Одним из основателей Новосибирска мы считаем инженера-изыскателя железных дорог и выдающегося русского писателя Н.Г. Гарина-Михайловского. Но он еще и первый, кто сделал словесный набросок будущего города-великана. 17 июля 1898 года Николай Георгиевич по пути на Дальний Восток пересекал по новенькому железнодорожному мосту Обь. В дневниково-очерковом цикле «Карандашом с натуры» он по этому поводу напишет:
«Изменение первоначального проекта — моя заслуга, и я с удовольствием теперь смотрю, что в постройке намеченная мною линия не изменена. Я с удовольствием смотрю и на то, как разросся на той стороне бывший в 1891 году поселок, называвшийся Новой деревней. Теперь это уже целый городок, и я уже не вижу среди его обитателей прежней кучки смиренных, мелкорослых вятичей, год-другой до начала постройки поселившихся было здесь».

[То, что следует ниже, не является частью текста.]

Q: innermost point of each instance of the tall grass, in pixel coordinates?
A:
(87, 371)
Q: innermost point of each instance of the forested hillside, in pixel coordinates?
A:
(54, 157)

Однако настоящий литературный облик и образ свой, художественный и публицистический, город на Оби начал принимать значительно позже, в 1920-х, став административной и становясь индустриальной столицей огромного края. Павел Васильев, переполненный романтикой социальных преобразований в Сибири и в первую очередь Новосибирске, где он тогда недолгое время жил, с присущей ему эпической размашистостью в 1928 году писал:
Сибирь, настанет ли такое,
Придет ли день и год, когда,
Вдруг зашумят, уставши от покоя,
В бетон наряженные города?
Я уж давно и навсегда бродяга.
Но верю крепко — повернется жизнь,
И средь тайги сибирские Чикаго
До облаков поднимут этажи.
А его современник Владимир Заводчиков посвятил Новосибирску целую стихотворную повесть «Возникновение города», в которой предлагал свою поэтическую версию происхождения имени города:
Гляди! —
вырастет за зданием здание, —
лачуги проигрываются в риск.
Отсюда —
исток молодого названья
Нового города —
«Новосибирск».
Кстати, о названии. Есть мнение, что предложил его известный советский писатель, автор знаменитого романа «Два мира» и тогдашний главный редактор журнала «Сибирские огни» Владимир Зазубрин.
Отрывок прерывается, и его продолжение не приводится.